Terraform @Scale - Part 3b: Blast Radius Recovery Strategies

Details: Read Time: 7 mins; Created: 04 July 2025

Despite careful blast radius minimisation, segmented states and lifecycle guardrails, it can happen sooner or later: a terraform apply accidentally deletes production resources, or a terraform destroy affects more than intended.

What to do once the damage is already done?

In the previous article of this series, I explained how to minimise the blast radius. In this follow-up, I will show proven techniques for restoring damaged Terraform states and limiting the impact after an incident.

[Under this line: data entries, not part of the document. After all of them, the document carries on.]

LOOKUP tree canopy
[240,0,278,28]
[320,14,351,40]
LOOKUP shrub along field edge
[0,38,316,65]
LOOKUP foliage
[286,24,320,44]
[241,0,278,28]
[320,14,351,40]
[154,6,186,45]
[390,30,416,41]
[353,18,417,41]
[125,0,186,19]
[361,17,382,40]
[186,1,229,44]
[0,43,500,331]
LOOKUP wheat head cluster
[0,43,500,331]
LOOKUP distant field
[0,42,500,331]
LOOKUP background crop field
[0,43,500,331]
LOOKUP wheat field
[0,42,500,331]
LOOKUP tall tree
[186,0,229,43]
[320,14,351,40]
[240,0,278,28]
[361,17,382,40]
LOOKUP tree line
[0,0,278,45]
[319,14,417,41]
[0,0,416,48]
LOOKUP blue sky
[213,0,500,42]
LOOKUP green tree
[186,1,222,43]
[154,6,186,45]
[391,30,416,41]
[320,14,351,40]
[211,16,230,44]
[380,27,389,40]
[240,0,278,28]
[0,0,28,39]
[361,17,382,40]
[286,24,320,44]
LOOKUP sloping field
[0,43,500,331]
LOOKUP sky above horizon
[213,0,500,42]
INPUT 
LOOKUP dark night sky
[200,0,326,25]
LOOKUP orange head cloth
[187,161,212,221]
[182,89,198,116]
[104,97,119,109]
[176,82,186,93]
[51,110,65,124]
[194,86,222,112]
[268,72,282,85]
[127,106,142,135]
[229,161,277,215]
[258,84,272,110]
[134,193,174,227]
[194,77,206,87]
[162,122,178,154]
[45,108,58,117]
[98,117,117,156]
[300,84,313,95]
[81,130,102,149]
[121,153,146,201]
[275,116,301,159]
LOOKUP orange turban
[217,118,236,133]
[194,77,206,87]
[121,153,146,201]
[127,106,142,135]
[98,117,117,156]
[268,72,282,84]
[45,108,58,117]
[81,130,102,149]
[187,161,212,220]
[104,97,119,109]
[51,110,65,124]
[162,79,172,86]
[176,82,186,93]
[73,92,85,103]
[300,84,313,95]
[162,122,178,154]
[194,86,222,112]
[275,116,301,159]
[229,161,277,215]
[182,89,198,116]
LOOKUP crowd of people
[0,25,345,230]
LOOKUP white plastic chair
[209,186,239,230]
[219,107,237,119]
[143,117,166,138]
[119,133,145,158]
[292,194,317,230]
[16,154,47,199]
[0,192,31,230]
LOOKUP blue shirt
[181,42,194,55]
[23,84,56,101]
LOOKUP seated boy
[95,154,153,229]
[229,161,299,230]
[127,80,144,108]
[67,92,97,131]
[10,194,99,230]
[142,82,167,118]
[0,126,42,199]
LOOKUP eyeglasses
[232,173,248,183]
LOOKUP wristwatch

1. Open-heart first aid: State Surgery

If resources still physically exist but are no longer properly referenced in the state file, the only remedy is a surgical procedure via the command line. So-called state surgery allows you to manually clean up Terraform states and realign them with reality. Terraform at scale 8b

⚠️ Important: This approach requires deep understanding of Terraform logic and the actual infrastructure state. It is powerful but also dangerous if used carelessly. Always create a full backup of the current state file before making manual changes!

You can back up the current state using the following CLI command:

$> terraform state pull > state-backup-$(date +%Y%m%d-%H%M%S).json

Afterwards, you can selectively remove resources from the state without deleting the associated cloud resource. In this example, the affected resource is called aws_instance.problematic_instance:

$> terraform state rm aws_instance.problematic_instance

Now create a new resource in your Terraform manifest for the recovered resource (here we use the name aws_instance.recovered_instance). This can be a completely empty resource or a full copy and paste of the previous one, depending on what exactly was broken.
Then import the affected resource using its unique ID (here as an example i-1234567890abcdef0) under the new name:

$> terraform import aws_instance.recovered_instance i-1234567890abcdef0

Alternatively, you can move an existing resource in the new state to a new position. This could be another part of the infrastructure, or a different Terraform module:

$> terraform state mv aws_instance.misplaced_resource aws_instance.correct_scope

2. Gradual Reconstruction: Partial Import Strategies

In complex scenarios - for example, after a partial failure in a large state - a simple import is often not sufficient. Instead, a structured, step-by-step restoration using Partial Import Configurations (available since Terraform 1.5) is recommended.

Procedure

a. Identify affected resources using -detailed-exitcode

$> terraform plan -detailed-exitcode

The command terraform plan -detailed-exitcode is a special variant of the standard terraform plan command. It provides more detailed exit codes, which is especially useful in automation and CI/CD pipelines.

Functionality:

terraform plan normally shows which changes Terraform would make to your infrastructure without actually applying anything.
With the -detailed-exitcode flag, the behaviour of the exit codes changes so that the result of the plan is displayed more precisely:

Exit Code	Meaning
0	No changes; the infrastructure matches the configuration.
1	An error occurred (e.g., syntax error, provider failure, etc.).
2	Changes are pending; the proposed plan would modify the infrastructure.

Note: An exit code of 2 indicates changed resources. These require special attention.

This function is not always mentioned in simple tutorials, but it is widely used in teams automating Terraform workflows and enables robust and predictable infrastructure changes.

b. Define import configuration

Now create a configuration for the affected resources:

import {
  to = aws_vpc.recovered_vpc
  id = "vpc-12345678"
}

import {
  to = aws_subnet.recovered_subnet[0]
  id = "subnet-12345678"
}

c. Execute automated import and config generation using -generate-config-out

The command terraform plan -generate-config-out=<file> is an experimental feature introduced in Terraform v1.5. It allows you to generate Terraform configuration files (in HCL format) for resources that are defined in import blocks but do not yet exist in your configuration.

This feature is particularly useful when importing existing infrastructure into Terraform, as it helps you generate the necessary configuration code based on the actual state of the resources.

$> terraform plan -generate-config-out=generated.tf
[...]
$> terraform apply

Terraform performs the following:

It examines the import blocks in the configuration.
For each resource to be imported that has no existing configuration, Terraform generates an HCL resource block with the most appropriate set of arguments and values.
The generated configuration is written to the specified file (in this example generated.tf). You must provide a new file path - using an existing file will cause an error.
After executing the command, Terraform displays the plan for importing your resources and indicates where the generated configuration was saved.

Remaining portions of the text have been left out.